Mix the apple puree with the fine sugar and eggs and mix everything well with a wire whisk. Instead of apple puree, you can use mashed bananas or oil or a mix of both and I recommend that the amount of oil is as little as possible, because then you will be able to taste it in the cake layers.

Add the sifted flour with the baking soda, a pinch of salt, cinnamonn and baking powder. Stir until you have a smooth mixture.

You should add the grated carrots, chopped walnuts, coconut shavings and mashed canned pineapple. Mix everything well.

Divide the mixture into 3 equal parts and bake 3 cake layers in a tray lined with baking paper - lightly greased. Cool the baked cake layers on a wire rack.

For the cream, beat the butter with as much powdered sugar as you like, gradually add the cream cheese and mascarpone and beat the mixture. You may skip adding the mascarpone, but replace it with 1 cup (200 ml) of whipped cream. Personally, I wanted more cream and so I added all three - cream cheese, mascarpone and whipped cream.

Put the first cake layer in a suitable plate and spread it with the melted orange jam - mine is homemade and is not present as a product in the original recipe, but I decided to further moisten the cake layers with it. You can skip the jam if you like or you can replace it with apricot jam, which is very suitable for carrot cake.

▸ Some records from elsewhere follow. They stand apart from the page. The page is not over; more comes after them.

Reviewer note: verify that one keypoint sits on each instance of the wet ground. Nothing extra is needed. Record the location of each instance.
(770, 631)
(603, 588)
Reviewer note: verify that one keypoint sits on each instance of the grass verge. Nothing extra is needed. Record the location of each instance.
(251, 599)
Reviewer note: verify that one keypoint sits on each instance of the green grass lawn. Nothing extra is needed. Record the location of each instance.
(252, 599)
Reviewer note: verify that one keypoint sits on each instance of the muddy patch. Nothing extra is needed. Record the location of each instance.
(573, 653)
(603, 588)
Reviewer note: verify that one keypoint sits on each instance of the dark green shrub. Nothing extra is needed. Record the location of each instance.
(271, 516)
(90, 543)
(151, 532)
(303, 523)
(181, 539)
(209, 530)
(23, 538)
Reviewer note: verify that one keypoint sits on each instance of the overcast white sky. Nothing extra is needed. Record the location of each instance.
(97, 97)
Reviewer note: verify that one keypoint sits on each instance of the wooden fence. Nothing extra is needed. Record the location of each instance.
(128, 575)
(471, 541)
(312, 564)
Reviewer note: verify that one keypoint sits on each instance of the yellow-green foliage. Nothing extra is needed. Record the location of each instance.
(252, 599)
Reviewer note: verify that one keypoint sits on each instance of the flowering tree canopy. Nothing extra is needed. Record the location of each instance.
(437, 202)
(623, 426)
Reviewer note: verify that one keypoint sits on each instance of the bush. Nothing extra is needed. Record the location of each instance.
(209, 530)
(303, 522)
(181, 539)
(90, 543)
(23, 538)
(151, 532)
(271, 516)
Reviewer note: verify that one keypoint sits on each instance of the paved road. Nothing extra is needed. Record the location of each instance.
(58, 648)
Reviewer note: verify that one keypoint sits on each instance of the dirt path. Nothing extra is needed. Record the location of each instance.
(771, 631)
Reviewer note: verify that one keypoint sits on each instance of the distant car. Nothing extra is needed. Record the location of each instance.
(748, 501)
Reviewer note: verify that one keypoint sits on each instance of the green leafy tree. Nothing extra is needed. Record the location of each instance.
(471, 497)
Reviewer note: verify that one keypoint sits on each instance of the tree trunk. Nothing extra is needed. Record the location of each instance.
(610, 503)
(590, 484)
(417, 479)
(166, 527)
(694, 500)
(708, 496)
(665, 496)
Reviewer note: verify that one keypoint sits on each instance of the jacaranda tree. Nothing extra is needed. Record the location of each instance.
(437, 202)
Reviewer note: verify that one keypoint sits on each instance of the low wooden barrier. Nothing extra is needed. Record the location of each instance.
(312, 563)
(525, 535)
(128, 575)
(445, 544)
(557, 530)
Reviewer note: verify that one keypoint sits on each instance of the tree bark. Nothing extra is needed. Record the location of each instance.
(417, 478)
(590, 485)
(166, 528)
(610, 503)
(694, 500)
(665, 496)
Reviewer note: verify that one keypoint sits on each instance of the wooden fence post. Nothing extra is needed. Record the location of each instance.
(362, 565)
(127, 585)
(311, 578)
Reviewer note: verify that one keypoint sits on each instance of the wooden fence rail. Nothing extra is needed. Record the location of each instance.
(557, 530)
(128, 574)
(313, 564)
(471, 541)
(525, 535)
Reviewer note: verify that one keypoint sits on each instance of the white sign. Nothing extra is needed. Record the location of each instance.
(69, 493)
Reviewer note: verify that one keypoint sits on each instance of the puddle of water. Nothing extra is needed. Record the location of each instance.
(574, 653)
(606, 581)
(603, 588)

Spread the cake layers with a part of the cream and proceed with the other cake layers. I did not manage to flatten the cake, because the cake layers are quite moist and not susceptible to cutting. Smear the whole cake with the cream on the outside.

Melt the chocolate with the milk or cream, cool it slightly and pour the chocolate glaze on top of the cake. The couverture is also not part of the original recipe, so you can skip it as well.

The decoration of the cake is optional - I piped out cream roses, but you can decorate it only with walnuts, grated chocolate - show your imagination and make a decoration according to the occasion for which you're preparing this incredibly delicious carrot cake.

The number of pieces depend on how big the cake tin, in which you have baked the cake layers is - mine was 28 cm.

The cake looks time consuming, but it is not - it is easy to prepare and you only need to spend a little more time on it. But, as you guessed - every piece is worth it.

I made this carrot cake for my loved one's birthday, but they cut it up quickly before I could take better pictures of the whole cake.